Repressão Organizada, foto por NJRO.
A psicologia dos homens medíocres se caracteriza por um risco comum: a incapacidade de conceber uma perfeição, de formar um ideal.
São rotineiros, honestos e mansos; pensam com a cabeça dos outros, compartilham a hipocrisia moral alheia e ajustam seu caráter à domesticidade convencional.
Estão fora de sua órbita a genialidade, a virtude e a dignidade, privilégios do caráter excelente; sofrem com isso e desprezam-no. São cegos para a aurora; ignoram a quimera do artista, o sonho do sábio e a paixão do apóstolo. Condenados a vegetar, não suspeitam que existe o infinito além de seus horizontes.
O horror do desconhecido ata-os a mil preconceitos, tornando-os covardes e indecisos: nada pica sua curiosidade; carecem de iniciativa e olham sempre o passado, como se tivessem os olhos na nuca.
São incapazes de virtude; não a concebem ou esta exige deles esforço demais. Nenhum anseio de santidade altera o sangue em seu coração; às vezes não cometem delitos por medo de um possível remorso.
Não vibram conforme as tensões mais altas da energia; são frios, embora ignorem a serenidade; apáticos sem ser previdentes; sempre acomodatícios, nunca equilibrados. Não sabem estremecer de arrepio com uma suave carícia, nem se lançar de indignação ante uma ofensa.
Não vivem a vida para si mesmos, mas para o fantasma que projetam na opinião de seus similares. Carecem de linha; sua personalidade se apaga como um pedaço de carvão cujo lume vai-se extinguindo até desaparecer. Trocam sua honra por uma homenagem e fecham à chave sua dignidade para evitar um perigo; renunciariam a viver antes do que gritar a verdade ante o erro de muitos. Seu cérebro e seu coração estão igualmente entorpecidos como os pólos de um imã gasto.
Quando se juntam são perigosos. A força do número supre a debilidade individual: associam-se aos milhares para oprimir os que se negam a alinhar-se à rotina.
Subtraídos à curiosidade do sábio pela couraça de sua insignificância, fortificam-se na coesão do total; por isso a mediocridade é moralmente perigosa e seu conjunto é nocivo em certos momentos da história: quando reina o clima da mediocridade.

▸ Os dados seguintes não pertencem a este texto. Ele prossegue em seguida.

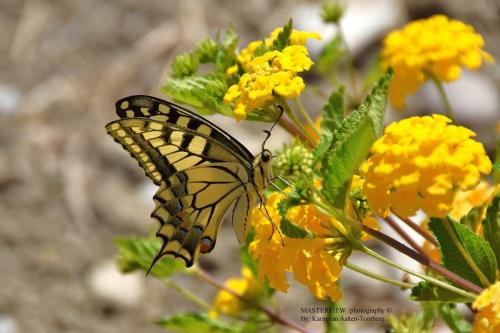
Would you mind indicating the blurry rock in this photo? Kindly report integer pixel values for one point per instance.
(475, 102)
(473, 97)
(7, 325)
(9, 98)
(111, 285)
(363, 22)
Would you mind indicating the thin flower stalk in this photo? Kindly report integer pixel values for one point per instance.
(378, 277)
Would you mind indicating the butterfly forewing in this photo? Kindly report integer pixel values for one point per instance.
(201, 171)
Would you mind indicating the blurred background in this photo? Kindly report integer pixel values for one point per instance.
(66, 189)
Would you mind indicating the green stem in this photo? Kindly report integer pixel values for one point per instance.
(294, 131)
(295, 120)
(186, 293)
(464, 253)
(444, 98)
(427, 278)
(306, 115)
(377, 276)
(273, 316)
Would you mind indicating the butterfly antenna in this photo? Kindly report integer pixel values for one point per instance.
(268, 132)
(155, 260)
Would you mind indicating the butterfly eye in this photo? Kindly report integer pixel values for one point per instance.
(266, 156)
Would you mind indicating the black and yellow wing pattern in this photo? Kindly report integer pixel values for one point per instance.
(200, 171)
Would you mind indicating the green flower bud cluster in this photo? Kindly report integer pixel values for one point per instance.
(359, 202)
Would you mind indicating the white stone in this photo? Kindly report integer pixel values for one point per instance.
(9, 98)
(111, 285)
(7, 325)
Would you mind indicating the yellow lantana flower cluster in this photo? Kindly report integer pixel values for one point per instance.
(296, 38)
(487, 319)
(311, 260)
(437, 46)
(420, 163)
(271, 74)
(226, 303)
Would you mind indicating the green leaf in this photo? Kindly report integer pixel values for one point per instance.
(496, 165)
(245, 256)
(283, 38)
(197, 323)
(333, 323)
(184, 65)
(204, 92)
(261, 49)
(329, 57)
(428, 292)
(374, 71)
(454, 318)
(491, 227)
(477, 248)
(352, 142)
(288, 228)
(332, 116)
(472, 218)
(139, 253)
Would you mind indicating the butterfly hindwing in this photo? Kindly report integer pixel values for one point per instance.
(163, 149)
(191, 205)
(200, 170)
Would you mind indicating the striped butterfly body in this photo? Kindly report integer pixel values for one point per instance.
(200, 170)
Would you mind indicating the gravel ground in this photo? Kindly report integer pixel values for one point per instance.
(66, 189)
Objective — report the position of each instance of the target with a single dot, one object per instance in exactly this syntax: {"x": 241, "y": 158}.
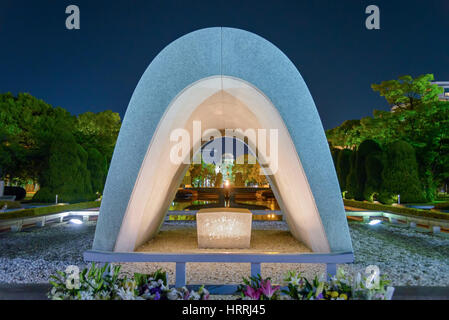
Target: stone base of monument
{"x": 224, "y": 228}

Há épocas em que o equilíbrio social se rompe a seu favor. O ambiente torna-se refratário a todo anseio de perfeição; os ideais diminuem e a dignidade se ausenta; os homens acomodatícios estão em sua primavera florida. Os estados se transformam em mediocracia; a falta de aspirações que mantenham alto o nível da moral e da cultura aumenta continuamente o lamaçal.
Apesar de não merecerem atenção quando estão isolados, em conjunto constituem um regime, representam um sistema especial de interesses inalteráveis. Invertem o quadro de valores morais, falsificando nomes, desvirtuando conceitos: pensar é um desvario, a dignidade é irreverência, é lirismo a justiça, a sinceridade é bobagem, a admiração, uma imprudência, a paixão, ingenuidade, a virtude, uma estupidez.

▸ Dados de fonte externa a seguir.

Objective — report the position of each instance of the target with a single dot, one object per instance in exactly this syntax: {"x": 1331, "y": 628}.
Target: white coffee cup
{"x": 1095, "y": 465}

Na luta das conveniências presentes contra os ideais futuros, do vulgar contra o excelente, é comum ver o elogio do subalterno misturado com a difamação do respeitável, sabendo que ambos comovem igualmente os espíritos embrutecidos. Os dogmáticos e os servis afiam seus silogismos para falsear os valores na consciência social; vivem na mentira, nutrem-se dela, semeiam-na, regam-na, podam-na, colhem-na. Assim criam um mundo de valores fictícios que favorece a culminação dos obtusos; assim tecem sua teia de aranha surda ao redor dos gênios, dos santos e dos heróis, impedindo a admiração da glória. Fecham o curral cada vez que vibra nos arredores o vôo inequívoco de uma águia.
Nenhum idealismo é respeitado. Se um filósofo estuda a verdade, precisa lutar contra os dogmáticos mumificados; se um santo persegue a virtude se estilhaça contra os preconceitos morais do homem acomodatício; se o artista sonha novas formas, ritmos ou harmonias, as regulamentações oficiais da beleza cerram o seu passo; se o enamorado quer amar escutando seu coração, choca-se contra a hipocrisia do convencionalismo; se um impulso juvenil de energia quer inventar, criar, regenerar, a velhice conservadora corta seu passo; se alguém, com gesto decisivo, ensina dignidade, a multidão dos servis grita; os invejosos corroem a reputação dos que seguem o caminho das montanhas com furor malévolo; se o destino chama um gênio, um santo ou um herói para reconstituir uma raça ou um povo, a mediocracia tacitamente organizada resiste para escolher seus próprios arquétipos. Nesse contexto, todo idealismo encontra seu Tribunal do Santo Ofício.